The starting point for developing this mutually enlightening relationship between people who style themselves missionaries and those to whom they would bring the word of God is to dispel the myth of "terra nullius," MacDonald said.
Early missionaries to "First Nations" people in New World territories--and their successors through current times--assumed that they were entering vacant, even "God-forsaken" territory.
"The idea that there's nothing here still infects us," he said. "But God is here."
MacDonald told of ministering to an elderly Ojibway woman who, after years of hiding her people's ways of worshiping the Lord, revealed the beauty and piety of her customs while desperately sick. It took years for her to trust that MacDonald would not try to break her of those practices, as others had. In her heart, he said, she would not be transformed into the English model of a churchwoman, but her prayers were just as valid.
Cross-national traditions
Cultural openness could give historians and missionaries an inkling of the legitimacy of others' practices, MacDonald said.

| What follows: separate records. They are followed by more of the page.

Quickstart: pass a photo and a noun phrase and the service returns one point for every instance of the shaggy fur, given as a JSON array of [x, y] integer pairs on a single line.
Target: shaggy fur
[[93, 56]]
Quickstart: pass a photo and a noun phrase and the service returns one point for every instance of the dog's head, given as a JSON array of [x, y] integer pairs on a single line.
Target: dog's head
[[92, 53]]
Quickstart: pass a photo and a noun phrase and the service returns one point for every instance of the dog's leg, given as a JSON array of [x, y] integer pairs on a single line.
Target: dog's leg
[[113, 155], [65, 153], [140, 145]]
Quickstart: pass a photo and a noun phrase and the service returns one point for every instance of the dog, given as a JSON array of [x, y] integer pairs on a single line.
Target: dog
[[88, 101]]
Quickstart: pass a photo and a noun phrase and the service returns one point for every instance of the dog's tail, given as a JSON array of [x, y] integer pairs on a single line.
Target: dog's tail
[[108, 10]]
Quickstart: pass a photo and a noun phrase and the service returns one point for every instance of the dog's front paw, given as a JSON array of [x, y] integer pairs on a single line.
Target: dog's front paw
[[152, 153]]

For example, "The idea of subsistence [hunting] is impossible to explain in English," he said. In English, the central idea has to do with killing an animal. For the Inuit people, the key concept has more to do with the "gracious provision that God has for us in this world."
Ojibway hymnals and prayer books illustrate the point of local culture transforming a cross-national religious tradition, he said. "They know--the Gospel is greater than the person who preaches it."
Local expressions of faith show "traditional ways of understanding and knowing that are sophisticated access to truths and the development of human life never appreciated," by those who assume terra nullius and the absence of God in a people, MacDonald said.
"We must grant sacredness to places that scripture says is there, but missionaries and historians don't always grant," he said.